There was a 1960s musical group that performed under the moniker ‌The Fifth Dimension‌, but this is only one association with the 5th dimension. The other perspective, posited by Swedish physicist Oskar Klein, concerns a dimension unseen by humans where the forces of gravity and electromagnetism unite to create a simple but graceful theory of the fundamental forces. In science, dimensionality can mean many things, and today, scientists use 10 dimensions and string theory to explain where gravity and light from the electromagnetic spectrum meet.

When we think of moving from one dimension to two dimensions to the third dimension, we are transitioning between dimensions of space, that is length, area, and volume. However, fields of scientific study are much more general with their terms of dimensions.

There are many more measurements to observe in the world: temperature, time, density, speed, energy, and so much more. How do we represent these additional elements when they might vary or depend on volume or distance or one another? We add more dimensions!

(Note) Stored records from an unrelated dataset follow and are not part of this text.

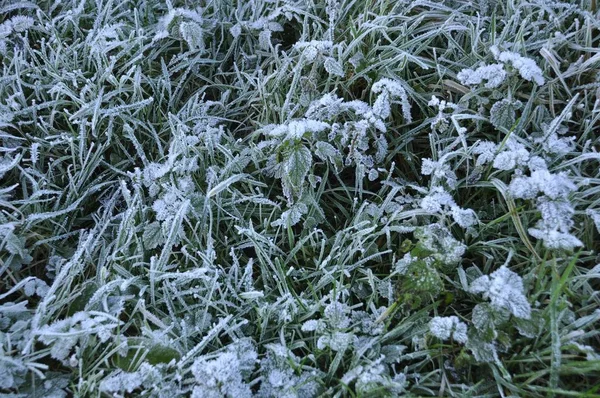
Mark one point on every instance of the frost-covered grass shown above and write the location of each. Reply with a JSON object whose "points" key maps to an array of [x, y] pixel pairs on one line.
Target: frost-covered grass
{"points": [[297, 198]]}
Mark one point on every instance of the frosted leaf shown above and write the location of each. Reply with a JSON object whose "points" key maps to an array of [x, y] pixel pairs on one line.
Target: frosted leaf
{"points": [[382, 106], [236, 30], [336, 315], [373, 175], [464, 217], [333, 67], [121, 382], [554, 239], [297, 166], [313, 325], [556, 214], [440, 171], [554, 186], [502, 113], [515, 156], [436, 200], [482, 350], [559, 146], [493, 74], [392, 89], [527, 67], [20, 23], [437, 239], [153, 236], [486, 151], [326, 151], [402, 265], [381, 146], [445, 327], [311, 49], [154, 171], [193, 35], [292, 216], [296, 129], [504, 289], [595, 216], [537, 163], [337, 341], [220, 377]]}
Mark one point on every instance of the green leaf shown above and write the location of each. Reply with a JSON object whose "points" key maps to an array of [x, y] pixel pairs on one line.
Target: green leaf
{"points": [[297, 166], [327, 152], [333, 67], [502, 114], [153, 236]]}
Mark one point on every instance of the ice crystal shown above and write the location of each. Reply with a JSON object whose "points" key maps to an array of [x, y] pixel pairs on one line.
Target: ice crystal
{"points": [[504, 289], [527, 67], [219, 377], [446, 327], [493, 75], [389, 90]]}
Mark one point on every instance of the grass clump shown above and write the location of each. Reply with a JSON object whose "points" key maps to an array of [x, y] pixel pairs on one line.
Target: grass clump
{"points": [[287, 198]]}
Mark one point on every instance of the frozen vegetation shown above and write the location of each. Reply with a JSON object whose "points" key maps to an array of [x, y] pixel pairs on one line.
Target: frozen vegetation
{"points": [[297, 198]]}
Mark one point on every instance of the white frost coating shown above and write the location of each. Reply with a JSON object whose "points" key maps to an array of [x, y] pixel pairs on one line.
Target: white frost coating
{"points": [[389, 90], [311, 49], [448, 327], [297, 128], [504, 289], [219, 377], [493, 75], [527, 67]]}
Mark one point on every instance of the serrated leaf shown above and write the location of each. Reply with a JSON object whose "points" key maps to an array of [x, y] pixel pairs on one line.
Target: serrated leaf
{"points": [[333, 67], [153, 235]]}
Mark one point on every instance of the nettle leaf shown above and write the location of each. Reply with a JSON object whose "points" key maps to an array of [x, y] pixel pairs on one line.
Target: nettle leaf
{"points": [[297, 166], [153, 236], [327, 152], [333, 67], [502, 114]]}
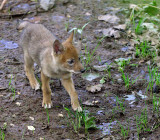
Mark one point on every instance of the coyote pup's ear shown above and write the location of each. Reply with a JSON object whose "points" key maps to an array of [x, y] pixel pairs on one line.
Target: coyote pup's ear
{"points": [[57, 47], [70, 39]]}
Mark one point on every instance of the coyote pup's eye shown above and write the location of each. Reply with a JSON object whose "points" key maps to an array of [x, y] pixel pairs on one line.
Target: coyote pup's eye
{"points": [[71, 61]]}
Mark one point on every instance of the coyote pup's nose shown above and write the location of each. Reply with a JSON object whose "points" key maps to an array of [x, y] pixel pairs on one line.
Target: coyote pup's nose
{"points": [[82, 70]]}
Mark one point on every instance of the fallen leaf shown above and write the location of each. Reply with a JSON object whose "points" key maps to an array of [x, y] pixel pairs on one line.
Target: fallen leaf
{"points": [[95, 88]]}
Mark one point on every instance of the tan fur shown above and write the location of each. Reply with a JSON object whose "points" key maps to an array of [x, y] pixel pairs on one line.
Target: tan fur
{"points": [[55, 59]]}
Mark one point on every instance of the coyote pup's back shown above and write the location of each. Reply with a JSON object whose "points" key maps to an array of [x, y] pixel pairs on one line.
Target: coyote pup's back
{"points": [[56, 59]]}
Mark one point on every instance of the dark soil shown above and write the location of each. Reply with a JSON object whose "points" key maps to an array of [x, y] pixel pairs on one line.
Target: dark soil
{"points": [[74, 14]]}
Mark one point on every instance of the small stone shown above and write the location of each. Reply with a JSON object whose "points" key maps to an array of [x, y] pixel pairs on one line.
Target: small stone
{"points": [[60, 115]]}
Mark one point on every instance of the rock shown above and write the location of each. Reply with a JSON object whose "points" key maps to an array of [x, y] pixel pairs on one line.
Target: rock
{"points": [[110, 32], [109, 18], [94, 88], [47, 4]]}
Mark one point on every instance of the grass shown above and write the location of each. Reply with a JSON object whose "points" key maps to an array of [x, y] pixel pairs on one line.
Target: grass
{"points": [[11, 87], [2, 135], [156, 105], [122, 62], [154, 77], [89, 54], [142, 122], [80, 120], [124, 130], [47, 115], [128, 82], [144, 50]]}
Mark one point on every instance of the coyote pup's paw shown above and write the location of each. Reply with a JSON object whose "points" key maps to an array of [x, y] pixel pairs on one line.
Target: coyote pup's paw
{"points": [[46, 104], [79, 109], [35, 85]]}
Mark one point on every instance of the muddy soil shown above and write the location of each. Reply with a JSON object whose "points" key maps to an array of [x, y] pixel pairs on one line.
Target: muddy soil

These extra dimensions can allow for an additional 4th dimension or even some five-dimensional analysis of a situation where we can consider the temperature density or the energy change across the volume of a sphere or the path of a particle. These layers of dimensionality allow for greater and more detailed description of the physical reality around us.

To get a handle on these additional dimensions, we start with Albert Einstein’s special theory of relativity. Einstein proposed that the laws of physics are consistent for non-accelerating observers, no matter where in space they are, as absolute frames of reference do not exist. Einstein's theory stated that an entity’s velocity, or its momentum, is only measurable in relation to something else, and – as a way to proportionally relate all of these frames – the speed of light is a constant in a vacuum, regardless of the observer measuring it and the speed at which that observer travels. These two relationships are the postulates of special relativity.

In order to develop the mathematical tools and scientific framework to understand these changing frames, Einstein and other physicists developed the idea of four-dimensional spacetime. This framework involved the three dimensions of space (that human beings experience) in addition to a fourth dimension of time.

These measurements are represented with something called the spacetime four-vector:

When we consider other influences (like gravity), relationships become more complicated. Gravity can directly affect time and space for various reference frames, and through these concepts, Einstein further developed the theory of general relativity.

Einstein’s theory of relativity essentially suggested that space-time becomes warped, felt as gravity, by large objects like the Earth. He posited the measurement of gravitational waves and the possibility of black holes, though he spent his later years trying to disprove the idea of black holes, which scientists finally confirmed as real in 1971, decades after Einstein’s death. But 100 years after he first published his theory of relativity, scientists also confirmed the existence of gravitational waves in September 2015, when scientists from the Laser Interferometer Gravitational-Wave Observatory first detected and measured gravitational waves that rippled through space when two black holes joined.

The next search that follows this monumental measurement revolves around the quest for new particles. Quantum physics and electromagnetic waves rely heavily on a relationship between energy, waves, and particles. In an attempt to unite quantum mechanics and gravity, scientists look to confirm the existence of the graviton (a theoretical particle that would carry the influence of gravity).

There are other approaches to explain these unseen relationships. Because light, or energy, in Einstein’s theory comes from the interactions of the electromagnetic force, scientists have searched for over 100 years for ways to unite energy and light from electromagnetic forces with the other three forces (i.e. the strong & weak nuclear forces and gravity). Two theories, independently developed and proposed by German mathematician Theodor Kaluza and Swedish physicist Oskar Klein suggested the possibility of a fifth dimension where electromagnetism and gravity unify; together this is known as the Kaluza-Klein Theory.

Klein came up with the idea that the fifth dimension could be invisible to the human eye, as it is minuscule and curls up on itself like a pill bug rolls up under threat. Einstein and his assistants, Valentine Bargmann and Peter Bergmann, during the early 1930s and 1940s tried unsuccessfully to tie the fourth dimension in Einstein’s theory to an extra physical dimension, the fifth, to incorporate electromagnetism, but it became even more difficult as the “dimensional consciousness” of our perception is limited. We have a hard time conceptualizing higher dimensions outside of a purely mathematical representation.

Scientists still do not agree on how many dimensions truly exist. Some say six, some say 10, and others say ad infinitum or into infinity. Superstring theory posits that absolutely everything in this universe is a manifestation of a single object – a minuscule string. The way it vibrates determines whether it’s a photon or an electron, and everything is part of a single unified concept. Because not enough deviations can account for all the particles and forces in the universe, string theory requires at least six additional dimensions in addition to the known four. These dimensions come in two types: those that you can see and those that are tiny and curled up, like Klein originally posited, existing on a microscopic level.